Busy day. I wish I could write a cogent description of how things evolved in the VORTEX-SE domain today, but I really am unable! As with our other deployments, I would have been unable to forecast any of the evolution I observed beyond perhaps 30 minutes. And that may be giving me too much credit!
There were a series of supercells that moved along the TN/AL state line in the northern part of our Doppler area. We were able to deploy sticknets and disdrometers ahead of one of these early in its life cycle, and one of our teams reported a wall cloud, and another a clear slot. These storms intensified as they continued to move east, but we haven’t received any reports of serious tornadoes with these despite fairly strong and persistent mesocyclones.
After sunset, a blast of cells formed in MS and moved across our domain. This evolved into the form of a big bowed line of cells, and along the “bent-back” portion of this line we saw a number of areas of low-level shear. One of these developed into what was probably a significant tornado northeast of Hartselle AL, southwest of Huntsville. This was in one of our dual-Doppler lobes. We don’t yet know how significant this tornado was, but it had a prominent debris signature on dual-polarization Dopplers.

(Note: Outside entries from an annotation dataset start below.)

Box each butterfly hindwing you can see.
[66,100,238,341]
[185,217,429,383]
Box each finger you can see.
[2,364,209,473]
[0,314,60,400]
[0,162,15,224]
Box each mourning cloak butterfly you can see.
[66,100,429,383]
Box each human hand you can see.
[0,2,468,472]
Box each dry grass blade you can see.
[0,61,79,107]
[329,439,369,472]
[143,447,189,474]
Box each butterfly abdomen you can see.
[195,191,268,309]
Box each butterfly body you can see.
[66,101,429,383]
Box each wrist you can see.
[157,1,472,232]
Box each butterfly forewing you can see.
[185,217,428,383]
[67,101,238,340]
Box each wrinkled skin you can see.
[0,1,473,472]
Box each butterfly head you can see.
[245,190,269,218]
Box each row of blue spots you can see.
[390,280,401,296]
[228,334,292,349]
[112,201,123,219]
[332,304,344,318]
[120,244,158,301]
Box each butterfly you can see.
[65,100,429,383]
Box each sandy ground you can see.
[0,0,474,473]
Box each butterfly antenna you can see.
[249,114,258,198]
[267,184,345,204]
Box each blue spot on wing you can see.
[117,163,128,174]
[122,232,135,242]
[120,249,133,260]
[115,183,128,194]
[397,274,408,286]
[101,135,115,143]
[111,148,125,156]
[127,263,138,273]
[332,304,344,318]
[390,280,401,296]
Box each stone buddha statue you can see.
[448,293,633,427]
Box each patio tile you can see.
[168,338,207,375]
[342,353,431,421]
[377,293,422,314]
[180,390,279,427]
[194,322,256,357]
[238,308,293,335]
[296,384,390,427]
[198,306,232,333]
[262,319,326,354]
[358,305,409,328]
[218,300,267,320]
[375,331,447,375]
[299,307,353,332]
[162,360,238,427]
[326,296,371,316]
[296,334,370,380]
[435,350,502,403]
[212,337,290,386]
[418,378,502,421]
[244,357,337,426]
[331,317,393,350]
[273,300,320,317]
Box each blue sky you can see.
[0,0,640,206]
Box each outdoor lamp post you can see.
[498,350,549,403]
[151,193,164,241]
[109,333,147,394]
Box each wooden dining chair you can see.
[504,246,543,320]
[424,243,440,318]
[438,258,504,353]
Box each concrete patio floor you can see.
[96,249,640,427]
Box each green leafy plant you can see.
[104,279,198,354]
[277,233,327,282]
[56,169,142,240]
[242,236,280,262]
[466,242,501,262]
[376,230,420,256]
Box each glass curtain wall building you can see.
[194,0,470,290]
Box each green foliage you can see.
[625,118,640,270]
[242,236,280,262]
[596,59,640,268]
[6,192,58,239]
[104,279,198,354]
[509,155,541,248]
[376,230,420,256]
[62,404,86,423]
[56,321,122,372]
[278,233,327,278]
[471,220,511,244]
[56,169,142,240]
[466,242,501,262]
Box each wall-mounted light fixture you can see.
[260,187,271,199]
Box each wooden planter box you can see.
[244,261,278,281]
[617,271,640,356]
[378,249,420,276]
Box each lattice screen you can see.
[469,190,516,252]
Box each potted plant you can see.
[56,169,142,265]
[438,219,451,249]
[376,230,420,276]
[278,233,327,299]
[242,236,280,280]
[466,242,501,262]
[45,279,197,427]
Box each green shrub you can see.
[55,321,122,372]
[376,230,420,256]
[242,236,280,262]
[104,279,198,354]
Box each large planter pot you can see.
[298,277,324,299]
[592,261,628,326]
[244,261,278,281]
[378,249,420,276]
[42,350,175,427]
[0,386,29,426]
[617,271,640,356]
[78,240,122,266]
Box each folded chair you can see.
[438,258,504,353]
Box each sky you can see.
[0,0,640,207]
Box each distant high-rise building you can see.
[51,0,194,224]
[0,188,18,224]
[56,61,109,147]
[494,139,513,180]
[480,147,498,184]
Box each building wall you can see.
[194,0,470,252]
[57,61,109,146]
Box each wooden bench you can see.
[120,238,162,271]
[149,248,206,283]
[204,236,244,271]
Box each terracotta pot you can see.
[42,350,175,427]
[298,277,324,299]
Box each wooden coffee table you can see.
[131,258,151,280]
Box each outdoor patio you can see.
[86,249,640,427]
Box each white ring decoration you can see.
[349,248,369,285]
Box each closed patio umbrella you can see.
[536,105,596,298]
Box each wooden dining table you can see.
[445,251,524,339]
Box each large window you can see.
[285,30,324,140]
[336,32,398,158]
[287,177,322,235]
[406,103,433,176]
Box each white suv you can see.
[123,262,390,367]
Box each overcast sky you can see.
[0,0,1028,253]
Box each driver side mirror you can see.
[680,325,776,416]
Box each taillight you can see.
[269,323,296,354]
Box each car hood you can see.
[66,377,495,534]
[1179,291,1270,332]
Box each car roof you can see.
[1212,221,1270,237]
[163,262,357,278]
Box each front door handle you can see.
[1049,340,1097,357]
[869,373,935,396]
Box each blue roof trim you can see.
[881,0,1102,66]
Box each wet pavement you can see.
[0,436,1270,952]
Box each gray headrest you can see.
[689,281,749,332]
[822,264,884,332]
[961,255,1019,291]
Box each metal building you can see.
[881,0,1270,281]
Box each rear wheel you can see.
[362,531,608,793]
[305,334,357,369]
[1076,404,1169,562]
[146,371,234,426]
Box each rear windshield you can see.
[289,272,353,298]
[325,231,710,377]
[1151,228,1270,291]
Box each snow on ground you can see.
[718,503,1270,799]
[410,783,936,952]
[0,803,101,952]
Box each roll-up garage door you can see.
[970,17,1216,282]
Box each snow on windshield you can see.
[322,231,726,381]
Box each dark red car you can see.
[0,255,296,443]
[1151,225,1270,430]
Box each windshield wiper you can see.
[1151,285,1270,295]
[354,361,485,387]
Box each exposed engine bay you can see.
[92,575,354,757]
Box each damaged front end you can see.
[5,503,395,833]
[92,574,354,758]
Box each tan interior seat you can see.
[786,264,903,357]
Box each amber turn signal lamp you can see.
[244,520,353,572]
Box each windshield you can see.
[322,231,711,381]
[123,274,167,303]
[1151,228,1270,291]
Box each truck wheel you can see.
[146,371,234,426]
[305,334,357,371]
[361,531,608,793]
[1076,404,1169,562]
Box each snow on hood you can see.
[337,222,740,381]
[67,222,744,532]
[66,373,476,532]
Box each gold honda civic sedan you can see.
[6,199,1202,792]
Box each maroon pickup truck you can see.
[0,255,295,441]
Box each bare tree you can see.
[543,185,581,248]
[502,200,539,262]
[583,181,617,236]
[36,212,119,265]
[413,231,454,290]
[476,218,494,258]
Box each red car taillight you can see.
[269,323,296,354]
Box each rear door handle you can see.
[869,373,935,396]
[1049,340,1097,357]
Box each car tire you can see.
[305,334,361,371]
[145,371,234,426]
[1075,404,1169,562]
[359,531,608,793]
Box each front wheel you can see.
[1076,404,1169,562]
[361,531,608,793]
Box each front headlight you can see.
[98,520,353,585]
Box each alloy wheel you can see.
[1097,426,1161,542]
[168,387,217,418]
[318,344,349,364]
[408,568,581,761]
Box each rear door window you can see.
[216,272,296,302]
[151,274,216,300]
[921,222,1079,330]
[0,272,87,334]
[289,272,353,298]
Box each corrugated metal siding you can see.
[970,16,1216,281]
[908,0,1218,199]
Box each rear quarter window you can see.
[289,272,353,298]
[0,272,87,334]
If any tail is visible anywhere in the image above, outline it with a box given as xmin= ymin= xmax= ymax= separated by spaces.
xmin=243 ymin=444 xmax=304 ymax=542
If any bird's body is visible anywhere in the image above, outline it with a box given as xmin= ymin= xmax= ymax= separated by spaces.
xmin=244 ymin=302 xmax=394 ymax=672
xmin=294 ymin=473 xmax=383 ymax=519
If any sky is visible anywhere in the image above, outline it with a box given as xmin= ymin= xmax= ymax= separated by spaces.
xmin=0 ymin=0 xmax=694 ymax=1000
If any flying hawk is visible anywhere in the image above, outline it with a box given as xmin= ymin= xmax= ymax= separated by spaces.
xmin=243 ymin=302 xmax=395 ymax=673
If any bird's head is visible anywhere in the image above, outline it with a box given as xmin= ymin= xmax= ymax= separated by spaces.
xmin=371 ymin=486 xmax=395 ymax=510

It was a tense ~hour for the UAH people at SWIRLL as this vortex moved toward Huntsville.
A couple of other of these low-level shears were well-sampled in our southwest dual-Doppler lobe; they were non-tornadic as far as we know.
Two or three tornadic supercells also occurred south of the bowing line of cells, but these were south of our observing domain.
So this was a good IOP… well observed from the perspective of dual-Doppler, soundings, and stesonet, and not surprisingly very difficult to observe with the fully mobile assets.
The scientists and teams have been working for 13 hours, and there are a lot of signs that the low-level shear is now not favorable for additional tornadoes. So operations are being wound down.